Mark Blumenthal | January 19, 2008
Topics: 2008 , ABC , Barack Obama , Exit Polls , Hillary Clinton , John Edwards , Jon Cohen , New Hampshire , The 2008 Race , Washington Post
Arguably, the election results that will get the least attention today involve the hand recount underway in New Hampshire at the request of Democratic candidate Dennis Kucinich. The results of the recount so far, as posted by the New Hampshire Secretary of State, show some minor discrepancies but nothing that would explain pre-election surveys over the final weekend of the campaign showing Barack Obama running ahead of Hillary Clinton.
In most cases, the minor glitches appear to involve uncounted write-in votes or minor clerical errors. As the Union Leader reported yesterday:
The widest variations so far were in Manchester's Ward 5. Vote counters there mistakenly transposed write-in votes for vice president as votes for presidential candidate. As a result, all major candidates lost votes. Kucinich lost three in the ward and has a total of 20 votes there. Hillary Clinton lost 64 with a new total of 619; John Edwards lost 38 and has 217 votes; Barack Obama lost 39 and has 365, and Bill Richardson lost seven, leaving him 39.
For those interested, Salon's Farhad Manjoo has a nice review of the various fraud theories and the evidence (or lack thereof) behind them. One possibly overlooked point is that New Hampshire uses no touchscreen voting machines. Every ballot cast there was cast on paper, although as Manjoo reports, four out of five of the ballots were counted with optical scan equipment: "The machines that read the ballots and the computers that count the ballots and report the results are made by a company notorious for shoddy practices: Diebold."
Those who have raised questions about the count have pointed to vote returns showing Barack Obama doing better in the minority of mostly rural precincts that counted the votes by hand, while Clinton did better where votes were counted by Diebold machines. The most likely explanation, as Manjoo puts it: "Those places simply vote differently." See his article for the details, or the analysis of past vote results by the Washington Post's Jennifer Agiesta and Jon Cohen.
What about exit poll results cited by Chris Matthews showing Obama ahead? The problem is that the numbers that Matthews saw were likely based on a "composite" estimate that melds exit poll tallies and pre-election polls. It would not be surprising if those results showed an advantage for Obama (I blogged about that issue on Election Day well before any results were available).
I had no access to the "end of day" exit poll tallies available to the network decision desks, but Manjoo went directly to the source:
Daniel Merkle, who heads ABC News' "decision desk" -- which was getting the exact same exit polling data that folks at NBC were getting -- told me that the numbers he was receiving during Election Day did not show a certain Obama win. Merkle said the data indicated "a very close race on the Democratic side," and "that's what it ended up being."

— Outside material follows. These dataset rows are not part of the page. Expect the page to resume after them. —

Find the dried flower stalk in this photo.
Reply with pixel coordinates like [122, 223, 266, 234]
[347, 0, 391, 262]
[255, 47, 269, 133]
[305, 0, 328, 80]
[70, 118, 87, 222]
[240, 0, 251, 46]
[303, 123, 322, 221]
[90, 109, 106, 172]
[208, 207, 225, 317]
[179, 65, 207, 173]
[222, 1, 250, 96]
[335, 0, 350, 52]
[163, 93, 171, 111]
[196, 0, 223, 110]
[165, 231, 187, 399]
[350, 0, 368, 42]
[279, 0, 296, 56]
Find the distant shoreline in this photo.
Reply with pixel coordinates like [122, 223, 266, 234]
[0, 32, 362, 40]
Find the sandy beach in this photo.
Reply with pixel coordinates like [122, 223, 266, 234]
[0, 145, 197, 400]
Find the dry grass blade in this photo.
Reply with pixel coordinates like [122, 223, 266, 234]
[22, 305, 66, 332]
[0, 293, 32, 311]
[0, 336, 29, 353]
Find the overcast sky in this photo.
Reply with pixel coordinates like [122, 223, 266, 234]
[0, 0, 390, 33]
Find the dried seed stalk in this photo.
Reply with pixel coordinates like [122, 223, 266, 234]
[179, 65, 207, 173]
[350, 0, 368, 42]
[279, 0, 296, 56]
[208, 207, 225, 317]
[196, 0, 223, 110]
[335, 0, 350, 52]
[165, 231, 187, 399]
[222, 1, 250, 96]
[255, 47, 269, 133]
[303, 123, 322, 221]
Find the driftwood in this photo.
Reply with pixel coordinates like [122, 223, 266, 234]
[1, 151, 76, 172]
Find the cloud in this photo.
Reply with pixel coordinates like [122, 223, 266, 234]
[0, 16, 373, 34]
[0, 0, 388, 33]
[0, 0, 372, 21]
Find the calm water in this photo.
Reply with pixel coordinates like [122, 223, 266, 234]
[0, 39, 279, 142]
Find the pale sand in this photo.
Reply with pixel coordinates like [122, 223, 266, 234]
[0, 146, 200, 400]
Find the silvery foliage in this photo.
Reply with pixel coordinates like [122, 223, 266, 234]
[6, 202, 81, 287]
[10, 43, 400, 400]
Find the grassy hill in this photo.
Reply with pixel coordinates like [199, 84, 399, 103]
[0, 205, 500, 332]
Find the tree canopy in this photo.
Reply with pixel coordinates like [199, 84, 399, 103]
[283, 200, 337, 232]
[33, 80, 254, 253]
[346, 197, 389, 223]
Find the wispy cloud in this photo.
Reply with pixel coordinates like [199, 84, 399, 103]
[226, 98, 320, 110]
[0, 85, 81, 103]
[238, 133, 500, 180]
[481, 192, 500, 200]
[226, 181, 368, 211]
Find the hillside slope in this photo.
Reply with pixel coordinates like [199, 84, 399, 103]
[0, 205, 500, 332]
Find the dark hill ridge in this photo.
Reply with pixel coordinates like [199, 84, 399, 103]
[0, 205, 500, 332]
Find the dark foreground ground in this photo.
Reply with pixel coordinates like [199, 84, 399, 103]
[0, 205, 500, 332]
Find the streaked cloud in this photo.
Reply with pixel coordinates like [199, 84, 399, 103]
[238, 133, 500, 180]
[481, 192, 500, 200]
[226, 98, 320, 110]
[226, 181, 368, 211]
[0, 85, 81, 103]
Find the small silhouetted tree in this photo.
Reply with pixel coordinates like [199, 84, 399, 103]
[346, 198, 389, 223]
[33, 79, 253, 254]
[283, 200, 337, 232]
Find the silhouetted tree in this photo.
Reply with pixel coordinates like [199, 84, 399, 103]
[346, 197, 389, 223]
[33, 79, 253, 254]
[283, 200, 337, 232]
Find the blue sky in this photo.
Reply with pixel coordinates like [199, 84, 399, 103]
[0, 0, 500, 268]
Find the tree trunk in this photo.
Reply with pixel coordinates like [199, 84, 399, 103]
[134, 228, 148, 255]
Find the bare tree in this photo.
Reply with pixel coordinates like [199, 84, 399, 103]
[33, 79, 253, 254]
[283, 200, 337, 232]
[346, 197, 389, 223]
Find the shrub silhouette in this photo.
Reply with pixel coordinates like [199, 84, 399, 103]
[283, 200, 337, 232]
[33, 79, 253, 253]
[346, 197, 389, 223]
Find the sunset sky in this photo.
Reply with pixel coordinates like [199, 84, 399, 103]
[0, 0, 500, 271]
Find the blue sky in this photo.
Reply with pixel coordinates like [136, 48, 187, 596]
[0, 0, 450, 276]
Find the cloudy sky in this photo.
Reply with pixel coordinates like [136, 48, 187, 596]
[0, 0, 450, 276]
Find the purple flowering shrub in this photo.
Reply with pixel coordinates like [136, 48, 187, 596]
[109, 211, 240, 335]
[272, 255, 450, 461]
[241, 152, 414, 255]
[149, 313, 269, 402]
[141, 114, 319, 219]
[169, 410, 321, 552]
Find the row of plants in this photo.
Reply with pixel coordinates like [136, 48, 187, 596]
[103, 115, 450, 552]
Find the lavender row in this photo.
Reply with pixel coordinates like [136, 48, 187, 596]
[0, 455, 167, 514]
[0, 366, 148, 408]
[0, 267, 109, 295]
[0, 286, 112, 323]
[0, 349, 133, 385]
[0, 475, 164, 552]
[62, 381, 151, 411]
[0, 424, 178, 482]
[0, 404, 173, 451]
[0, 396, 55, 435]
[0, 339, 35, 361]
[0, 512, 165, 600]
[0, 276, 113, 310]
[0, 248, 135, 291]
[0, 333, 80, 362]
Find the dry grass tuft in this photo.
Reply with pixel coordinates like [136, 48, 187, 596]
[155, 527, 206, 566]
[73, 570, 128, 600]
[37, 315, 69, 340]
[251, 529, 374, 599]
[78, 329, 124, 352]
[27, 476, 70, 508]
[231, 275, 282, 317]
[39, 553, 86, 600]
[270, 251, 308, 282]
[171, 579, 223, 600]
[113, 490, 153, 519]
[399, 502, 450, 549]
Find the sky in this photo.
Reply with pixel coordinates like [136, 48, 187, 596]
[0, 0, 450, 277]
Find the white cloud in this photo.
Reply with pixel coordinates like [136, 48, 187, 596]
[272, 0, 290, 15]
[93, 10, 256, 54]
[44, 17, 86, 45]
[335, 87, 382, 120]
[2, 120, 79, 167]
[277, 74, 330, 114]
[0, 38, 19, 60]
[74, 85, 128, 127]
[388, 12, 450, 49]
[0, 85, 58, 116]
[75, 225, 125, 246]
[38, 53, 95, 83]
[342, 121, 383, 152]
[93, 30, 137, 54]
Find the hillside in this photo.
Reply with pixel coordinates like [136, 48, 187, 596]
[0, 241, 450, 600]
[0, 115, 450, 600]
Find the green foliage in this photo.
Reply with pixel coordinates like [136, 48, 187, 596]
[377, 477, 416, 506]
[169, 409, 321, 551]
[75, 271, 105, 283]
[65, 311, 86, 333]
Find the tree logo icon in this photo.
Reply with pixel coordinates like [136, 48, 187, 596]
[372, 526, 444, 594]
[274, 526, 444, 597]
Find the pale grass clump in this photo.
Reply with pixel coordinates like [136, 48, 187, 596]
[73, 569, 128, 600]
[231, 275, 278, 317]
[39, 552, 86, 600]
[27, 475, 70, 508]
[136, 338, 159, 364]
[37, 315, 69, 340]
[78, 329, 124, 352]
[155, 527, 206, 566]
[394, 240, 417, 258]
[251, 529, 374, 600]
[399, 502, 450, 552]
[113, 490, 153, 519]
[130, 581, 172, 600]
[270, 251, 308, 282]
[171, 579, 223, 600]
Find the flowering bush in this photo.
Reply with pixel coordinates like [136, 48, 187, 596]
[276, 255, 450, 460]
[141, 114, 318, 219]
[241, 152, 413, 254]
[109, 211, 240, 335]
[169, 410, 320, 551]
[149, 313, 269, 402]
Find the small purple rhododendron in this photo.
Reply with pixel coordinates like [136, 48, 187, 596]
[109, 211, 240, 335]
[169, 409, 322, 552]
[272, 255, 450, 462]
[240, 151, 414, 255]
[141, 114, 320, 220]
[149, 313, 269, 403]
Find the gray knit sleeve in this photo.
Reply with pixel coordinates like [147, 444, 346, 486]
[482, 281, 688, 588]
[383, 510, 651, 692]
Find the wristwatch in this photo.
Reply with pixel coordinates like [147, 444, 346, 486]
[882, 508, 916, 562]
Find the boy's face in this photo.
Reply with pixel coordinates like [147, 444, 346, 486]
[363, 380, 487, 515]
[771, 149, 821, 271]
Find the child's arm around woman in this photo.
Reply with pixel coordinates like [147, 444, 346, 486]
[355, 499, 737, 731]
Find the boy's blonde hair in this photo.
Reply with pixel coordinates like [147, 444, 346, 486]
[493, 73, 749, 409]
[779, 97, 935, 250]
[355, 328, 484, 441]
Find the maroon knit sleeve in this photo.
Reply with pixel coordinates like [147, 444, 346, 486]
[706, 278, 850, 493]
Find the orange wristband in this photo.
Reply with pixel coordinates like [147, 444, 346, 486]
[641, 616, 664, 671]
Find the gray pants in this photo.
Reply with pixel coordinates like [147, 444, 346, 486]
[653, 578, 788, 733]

"It was within a couple points," Merkle said. "When we're seeing an exit poll within a couple points, that's a close race." The exit poll numbers, he added, were a "surprise" compared to pre-election polls. "The exit poll was not showing an 8- to 10-point Obama lead. It was showing a close race."
Manjoo's piece is well worth reading in full, but he closes with a point made so well that I want to quote it in full:
Last night I had a long discussion with Brad Friedman, who runs the election-reform news Web site Brad Blog. Over and over, he said, "My biggest concern here is that 80 percent of the vote is uncounted by any human being." His request is simple and straightforward: "Why not count the damn votes?"
He's right. Why not count the votes?
And thanks to Kucinich, that's what will likely happen now. It will probably take some time; weeks, if not months. But soon, we'll know what happened.
But as many voting-reform experts have argued, manually counting the votes should be a routine in any race. There are logistical reasons why it would be impractical to hand count every vote in every election. But if we're going to use machines -- optical-scan machines that use paper ballots, that is; touch-screen machines everywhere ought to be burned -- we should, at least, conduct a randomized, accountant-approved audit of ballots.
In other words, after every election, officials should randomly count some number of ballots to double-check the machines' results. It is amazing that this is not a standard procedure across the country; it is a disgrace that election officials aren't rushing to implement such procedures now.
I couldn't agree more. Exit polls are extremely useful to those of us that want to understand who voted and the meaning of election outcomes, but they are a terrible way to verify the vote count. Random, hand-count audits coupled with optical scan voting would help raise everyone's confidence in the integrity of our elections. Without regular, independent, random audits, these perennial conspiracy theories will continue.